Posted by: Happygirl | 11/04/2009 at 02:55 PM
Gleaner:
There really is a lesson from the Tuesday election. Obama came in, leading a Democratic sweep a year ago, promising hope and change. So far he hasn't delivered. The economy is still staggering: the best you can say is that it has stopped collapsing. That's cold comfort for the unemployed.
And Obama has continued (and even expanded) Bush's wars of aggression in Iraq and Afghanistan.
So what has Obama actually done? He can give inspiring speeches, but that only gets you so far. The unemployed want jobs. The voters want peace and prosperity.
Voters want results, the Dems have not delivered, and paid a price at the ballot box this week.
This may be the prelude to a major Democratic disaster in 2010.
The Republicans have their base of support among the upper classes, and among anti-abortion, anti-gun control, anti-tax activists. In 2008 the Republicans got clobbered: the Republicans don't have a majority. But they do have something. And you can't beat something with nothing.
Posted by: Nevada Ned | 11/04/2009 at 11:24 PM
I really don't see where the Democrats have anything to worry about in 2010. It's rather the Republicans have been revealed to have far more things to worry about. Such as the fractured thinking they have and disagreement on what they represent. All I see is turmoil within the GOP where idiots on a tea bag bus that go around the U.S. have taken over the party. And the Republicans have done it to themselves. By granting them anything and everything they want, no matter how way out there it is. And this trend lost them a seat in the 23rd District of New York; a seat that was held by the Republicans for over a century or so. And the Governor races in NJ and VA were decided solely upon State/local issues, not because of President Obama.

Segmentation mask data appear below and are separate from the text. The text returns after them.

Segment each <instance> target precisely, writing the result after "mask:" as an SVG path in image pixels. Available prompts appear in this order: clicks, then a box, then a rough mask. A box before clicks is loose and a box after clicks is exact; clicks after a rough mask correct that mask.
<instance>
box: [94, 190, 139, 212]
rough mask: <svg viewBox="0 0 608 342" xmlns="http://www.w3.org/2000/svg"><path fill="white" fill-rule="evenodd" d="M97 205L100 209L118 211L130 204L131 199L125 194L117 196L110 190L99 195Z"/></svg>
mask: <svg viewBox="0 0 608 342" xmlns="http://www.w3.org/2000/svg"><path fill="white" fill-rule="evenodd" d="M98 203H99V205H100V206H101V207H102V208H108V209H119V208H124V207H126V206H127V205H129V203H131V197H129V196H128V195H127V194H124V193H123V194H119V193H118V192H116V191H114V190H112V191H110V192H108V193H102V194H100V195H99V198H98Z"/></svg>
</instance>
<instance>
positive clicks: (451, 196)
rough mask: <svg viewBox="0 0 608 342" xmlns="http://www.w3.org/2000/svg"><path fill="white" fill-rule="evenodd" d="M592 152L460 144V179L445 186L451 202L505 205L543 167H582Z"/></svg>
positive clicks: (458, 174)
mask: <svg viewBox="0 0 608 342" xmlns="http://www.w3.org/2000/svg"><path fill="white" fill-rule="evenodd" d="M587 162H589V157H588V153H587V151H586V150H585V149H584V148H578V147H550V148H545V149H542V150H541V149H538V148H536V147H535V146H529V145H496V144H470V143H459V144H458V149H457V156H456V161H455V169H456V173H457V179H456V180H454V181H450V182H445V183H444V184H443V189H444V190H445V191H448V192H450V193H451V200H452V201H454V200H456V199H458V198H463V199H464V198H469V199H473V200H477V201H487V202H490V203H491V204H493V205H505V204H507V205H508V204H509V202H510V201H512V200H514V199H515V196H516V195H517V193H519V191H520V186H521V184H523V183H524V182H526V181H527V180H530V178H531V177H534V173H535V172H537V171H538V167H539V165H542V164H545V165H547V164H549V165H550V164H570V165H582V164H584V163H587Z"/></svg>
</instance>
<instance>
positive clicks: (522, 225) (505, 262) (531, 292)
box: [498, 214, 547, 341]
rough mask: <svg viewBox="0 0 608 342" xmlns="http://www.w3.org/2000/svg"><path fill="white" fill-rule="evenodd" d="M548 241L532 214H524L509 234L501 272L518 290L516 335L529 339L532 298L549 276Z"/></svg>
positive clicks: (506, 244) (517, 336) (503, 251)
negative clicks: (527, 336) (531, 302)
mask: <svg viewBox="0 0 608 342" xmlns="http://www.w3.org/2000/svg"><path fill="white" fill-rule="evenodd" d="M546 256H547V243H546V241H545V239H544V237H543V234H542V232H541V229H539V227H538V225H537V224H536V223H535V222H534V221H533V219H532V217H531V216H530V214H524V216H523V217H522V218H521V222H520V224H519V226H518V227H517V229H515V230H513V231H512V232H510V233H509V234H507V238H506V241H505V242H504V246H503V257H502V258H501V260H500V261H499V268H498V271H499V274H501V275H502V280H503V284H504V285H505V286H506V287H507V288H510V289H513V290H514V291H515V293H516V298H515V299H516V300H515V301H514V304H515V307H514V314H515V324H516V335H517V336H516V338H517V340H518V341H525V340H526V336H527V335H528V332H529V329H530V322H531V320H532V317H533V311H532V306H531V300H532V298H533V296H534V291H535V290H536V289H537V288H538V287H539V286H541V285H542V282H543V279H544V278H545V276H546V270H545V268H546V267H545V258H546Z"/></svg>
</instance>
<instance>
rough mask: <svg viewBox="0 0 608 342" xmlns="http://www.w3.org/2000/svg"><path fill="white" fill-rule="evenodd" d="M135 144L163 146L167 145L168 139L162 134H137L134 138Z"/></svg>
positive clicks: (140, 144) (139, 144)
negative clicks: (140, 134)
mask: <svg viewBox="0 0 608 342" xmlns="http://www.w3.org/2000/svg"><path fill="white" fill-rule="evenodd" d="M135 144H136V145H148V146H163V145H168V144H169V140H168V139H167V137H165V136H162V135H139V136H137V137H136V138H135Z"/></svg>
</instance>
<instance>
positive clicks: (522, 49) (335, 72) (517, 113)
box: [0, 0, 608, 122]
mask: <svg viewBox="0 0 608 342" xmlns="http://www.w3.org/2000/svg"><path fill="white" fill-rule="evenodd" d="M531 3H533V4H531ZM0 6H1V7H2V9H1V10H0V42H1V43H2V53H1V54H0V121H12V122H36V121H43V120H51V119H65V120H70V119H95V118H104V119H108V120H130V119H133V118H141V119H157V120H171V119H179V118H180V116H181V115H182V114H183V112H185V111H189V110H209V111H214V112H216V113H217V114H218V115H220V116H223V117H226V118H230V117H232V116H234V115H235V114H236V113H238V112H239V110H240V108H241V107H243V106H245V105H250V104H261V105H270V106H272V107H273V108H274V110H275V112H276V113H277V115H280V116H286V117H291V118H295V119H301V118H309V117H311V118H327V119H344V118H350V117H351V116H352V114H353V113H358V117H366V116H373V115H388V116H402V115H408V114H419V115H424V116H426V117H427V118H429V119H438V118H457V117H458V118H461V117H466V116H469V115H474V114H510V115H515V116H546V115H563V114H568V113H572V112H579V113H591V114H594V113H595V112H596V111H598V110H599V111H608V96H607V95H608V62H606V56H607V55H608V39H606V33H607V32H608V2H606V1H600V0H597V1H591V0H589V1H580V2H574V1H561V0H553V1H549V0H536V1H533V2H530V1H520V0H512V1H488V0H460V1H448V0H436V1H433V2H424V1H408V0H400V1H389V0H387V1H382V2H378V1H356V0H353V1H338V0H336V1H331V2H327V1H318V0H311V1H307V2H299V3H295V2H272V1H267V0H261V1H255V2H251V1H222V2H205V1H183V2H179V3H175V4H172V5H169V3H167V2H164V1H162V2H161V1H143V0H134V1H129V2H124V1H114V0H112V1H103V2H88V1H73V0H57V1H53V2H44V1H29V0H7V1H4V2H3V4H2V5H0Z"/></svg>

And the Republicans are stuck with this. And will be for the longest time to come. Because they have no alternative but to follow talking voices on the radio and bobbing heads on television; seemingly encouraging them to speak for them. Let's face it. People know Mr. Glenn Beck or Mr. Rush Limbaugh more than they know what's-his-face that runs the Republican Party. Nut balls rule, and everyone else just drools. And if they are moderate? BAM! Slap them out of the way and let's get someone from interstellar Republican outer space to replace them.
Most sane thinking people know President Obama was not dealt an ideal hand when he took office. And I have to commend him for working with it. And from all appearances, he is working hard. Here he is, not even one year into his Presidency, and people are scared, anxious, hopeful, expectant, distrustful, and all of these traits combined. We have just went through (and possibly still going through) the worst economic downturn since the Great Depression. And add to this that we are in two wars that both look like they are going nowhere. And he is trying to provide Americans with ammunition in the fight against death; the inalienable right for EVERYONE to live happy, healthy and long lives by introducing a health care reform. And busting through the stranglehold that large health care insurance companies have and continue to lobby for more money without any care for agony, pain and suffering they cause in this search for the almighty dollar.
President Obama and the Democrats got my vote back in 2008. And they will get it in 2010 too. Because right now, things really seem like they are in the process of getting fixed. Fixed more than during any Republican (or any other party) reign.
This is how I see it. And I'm pretty sure the silent majority, which is the LARGEST amount of people in the U.S. that cannot be accurately counted, see it.